Serious questions remain about the future of chavismo, however, starting with the health of the president himself, who underwent treatment abroad earlier this year and last year for an unspecified form of cancer. Beyond questions of Chávez’s health and issues of transition within his party, the Partido Socialista Unido de Venezuela (PSUV, or United Socialist Party of Venezuela), there remains the question of a stagnant economy propped up solely by Venezuelan oil, murder rates and violent crime that’s some of the worst in the world, and government institutions rife with corruption, abuse and waste and a lack of commitment to freedom of speech and expression in many regards.
Chávez’s support for communist regimes in Latin America, such as Cuba and Nicaragua, and pariah states throughout the world, such as Belarus and Iran, and his wider campaign to oppose and irritate the United States, has left the government isolated.
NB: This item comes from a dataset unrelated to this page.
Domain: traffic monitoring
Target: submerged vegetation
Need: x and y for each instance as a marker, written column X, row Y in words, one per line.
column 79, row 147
While Chávez has effected a massive redistribution of wealth to the poorest citizens of Venezuela, Capriles accused his government of squandering the country’s oil wealth both at home and abroad through subsidizes for other socialist regimes. Capriles ran on a program of liberalizing an economy that Chávez has consolidated under state control. With Chávez’s reelection, however, it seems likely that Chávez will want to consolidate the socialist nature of Venezuela’s government.